If you are in any way running or otherwise managing an online publishing program then you’re likely always looking at stats. Not just for how things are performing on-domain but also how what’s being published on Twitter, Facebook and other networks are going to drive traffic back to a “hub” site, how those items are garnering on-network engagement and more. It’s kind of what we do.
One recent study that caught my eye looks at Twitter posting and shows that engagement rates are higher than you might otherwise expect on weekends. While the numbers vary from one industry to the other, Buddy Media found overall engagement was 17% higher than on weekdays. Some might be surprised by this since it’s probably broadly assumed that people are out and doing other things on the weekend and not sitting there checking Twitter, either on their computers or on a mobile device. But the same study shows that posts published during weekday “busy hours” – between 8AM and 7PM – see higher engagement than whatever the baseline is.

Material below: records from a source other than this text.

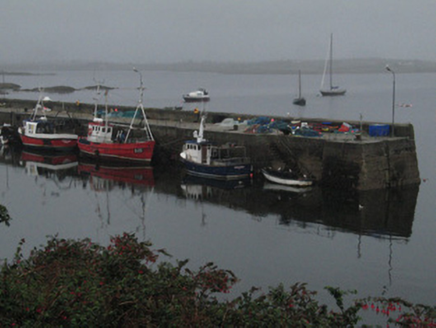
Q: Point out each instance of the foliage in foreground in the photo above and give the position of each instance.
(69, 283)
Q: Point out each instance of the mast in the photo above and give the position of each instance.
(331, 61)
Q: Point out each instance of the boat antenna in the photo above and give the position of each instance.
(141, 87)
(140, 107)
(97, 96)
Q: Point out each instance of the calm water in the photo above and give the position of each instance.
(265, 236)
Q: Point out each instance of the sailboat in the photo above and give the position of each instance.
(300, 101)
(331, 90)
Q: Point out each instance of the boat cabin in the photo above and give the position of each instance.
(98, 131)
(41, 126)
(209, 154)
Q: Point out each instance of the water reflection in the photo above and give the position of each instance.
(377, 213)
(48, 164)
(103, 176)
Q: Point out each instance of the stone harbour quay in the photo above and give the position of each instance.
(347, 155)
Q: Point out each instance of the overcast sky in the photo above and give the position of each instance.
(143, 31)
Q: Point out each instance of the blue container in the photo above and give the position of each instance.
(379, 130)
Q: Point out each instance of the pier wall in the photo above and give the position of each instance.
(345, 163)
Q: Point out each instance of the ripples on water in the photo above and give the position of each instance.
(378, 242)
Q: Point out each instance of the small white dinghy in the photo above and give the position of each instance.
(287, 178)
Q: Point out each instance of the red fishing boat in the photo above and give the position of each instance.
(117, 142)
(40, 133)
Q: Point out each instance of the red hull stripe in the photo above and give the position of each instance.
(48, 143)
(141, 151)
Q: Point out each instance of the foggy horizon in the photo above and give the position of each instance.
(146, 32)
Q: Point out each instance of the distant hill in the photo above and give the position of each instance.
(341, 66)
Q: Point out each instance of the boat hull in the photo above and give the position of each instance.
(333, 92)
(227, 172)
(286, 181)
(50, 142)
(134, 152)
(195, 99)
(299, 101)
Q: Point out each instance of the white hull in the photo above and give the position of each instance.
(286, 181)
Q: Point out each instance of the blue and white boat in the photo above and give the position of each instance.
(203, 158)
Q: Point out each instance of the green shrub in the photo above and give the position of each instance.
(69, 283)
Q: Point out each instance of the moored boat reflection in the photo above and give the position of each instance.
(103, 176)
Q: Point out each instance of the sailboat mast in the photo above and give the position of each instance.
(299, 84)
(331, 61)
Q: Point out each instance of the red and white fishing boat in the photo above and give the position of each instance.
(116, 142)
(41, 133)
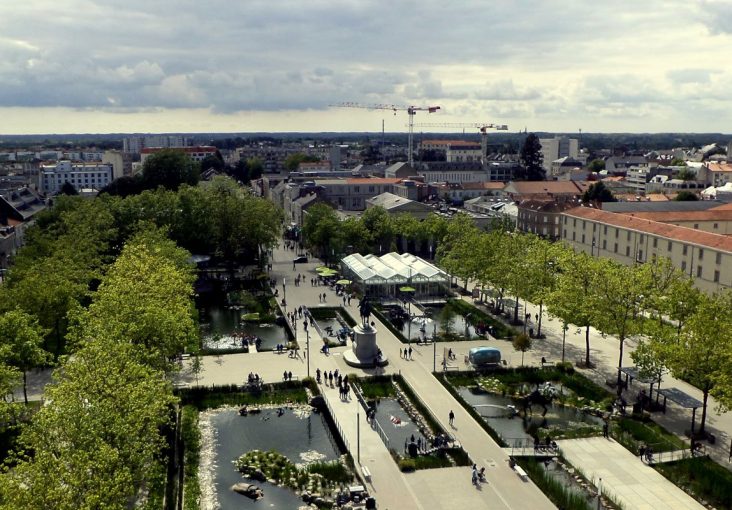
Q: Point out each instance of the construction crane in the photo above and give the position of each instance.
(482, 126)
(411, 111)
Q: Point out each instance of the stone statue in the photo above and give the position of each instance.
(364, 309)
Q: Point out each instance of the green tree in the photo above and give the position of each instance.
(522, 343)
(169, 168)
(596, 165)
(292, 162)
(598, 192)
(531, 159)
(322, 231)
(68, 189)
(618, 300)
(20, 344)
(686, 196)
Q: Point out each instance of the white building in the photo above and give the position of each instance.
(80, 175)
(558, 147)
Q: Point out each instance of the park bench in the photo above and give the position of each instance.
(365, 472)
(520, 471)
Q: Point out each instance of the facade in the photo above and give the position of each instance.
(81, 176)
(704, 256)
(558, 147)
(542, 217)
(196, 153)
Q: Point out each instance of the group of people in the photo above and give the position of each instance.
(406, 353)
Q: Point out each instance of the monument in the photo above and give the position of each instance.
(365, 353)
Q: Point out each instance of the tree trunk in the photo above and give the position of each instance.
(704, 410)
(25, 387)
(620, 365)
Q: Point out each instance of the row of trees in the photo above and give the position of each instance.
(97, 442)
(681, 329)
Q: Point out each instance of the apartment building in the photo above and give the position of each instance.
(704, 256)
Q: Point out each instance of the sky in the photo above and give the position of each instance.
(112, 66)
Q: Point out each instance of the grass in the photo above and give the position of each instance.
(703, 478)
(208, 397)
(191, 439)
(631, 433)
(556, 491)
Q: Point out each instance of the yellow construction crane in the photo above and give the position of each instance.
(482, 126)
(411, 111)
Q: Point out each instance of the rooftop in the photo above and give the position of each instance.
(683, 234)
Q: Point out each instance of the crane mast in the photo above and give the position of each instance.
(411, 112)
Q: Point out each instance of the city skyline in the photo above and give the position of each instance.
(92, 67)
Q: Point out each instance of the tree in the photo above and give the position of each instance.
(700, 353)
(20, 344)
(522, 343)
(532, 158)
(571, 298)
(321, 230)
(596, 165)
(68, 189)
(598, 192)
(292, 162)
(169, 168)
(618, 300)
(686, 196)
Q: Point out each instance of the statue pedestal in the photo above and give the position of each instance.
(365, 352)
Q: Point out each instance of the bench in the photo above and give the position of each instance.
(365, 472)
(520, 471)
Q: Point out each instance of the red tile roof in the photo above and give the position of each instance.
(683, 234)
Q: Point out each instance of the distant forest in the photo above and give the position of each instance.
(505, 142)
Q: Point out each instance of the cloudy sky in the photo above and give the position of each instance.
(79, 66)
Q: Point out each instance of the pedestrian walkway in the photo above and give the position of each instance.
(620, 474)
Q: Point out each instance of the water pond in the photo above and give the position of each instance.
(298, 434)
(221, 323)
(496, 412)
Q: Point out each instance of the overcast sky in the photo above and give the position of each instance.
(77, 66)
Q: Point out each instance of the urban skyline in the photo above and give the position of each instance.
(94, 67)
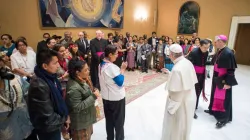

Other advice for increasing the number of mentions, replies and Retweets from this study includes using hashtags (not a terrible idea when there’s a real purpose behind doing so but it also makes your updates look ugly), using images (even more important with Expanded Tweets and the fact that images display in apps like Tweetdeck) and only Tweeting about four times a day (not exactly a realistic option for any sizable publishing program but I get what they’re saying).
Meanwhile Buddy Media also looked at Facebook publishing timing and found that, when it comes to dayparts at least, almost the exact opposite is true, with posts published outside that 8AM-7PM window performing better than those broadcast during the so-called “busy hours.”
Much was made in some of the industry press in the wake of this study about how the results showed marketers were “failing” at Twitter in particular but, as usual, that’s not quite accurate.
In order to “fail” the game has to be over. And the game’s not over.
Social media is a game of small tweaks. The word “pivot” gets thrown around a lot by commentators who like to sound interesting and professionals who want to make sure they’re using the latest jargon. But I always think about it in terms of driving and the way you never keep the steering wheel perfectly straight for very long, instead making small adjustments in one direction or the other as the road and conditions dictate.
Yes, you turn sometimes and occasionally turn all the way around to head in a completely new direction. But it’s not always about big changes that completely reconfigure how you’re doing business. It’s sometimes about the small adjustments that help make a small improvement that then is built on the next time you make a small adjustment that leads to another small improvement.
So take the findings of this study and, if warranted, make small adjustments. Then measure and see if it’s working for you since, as with all findings from every study, your mileage is going to vary. Then keep turning the wheel.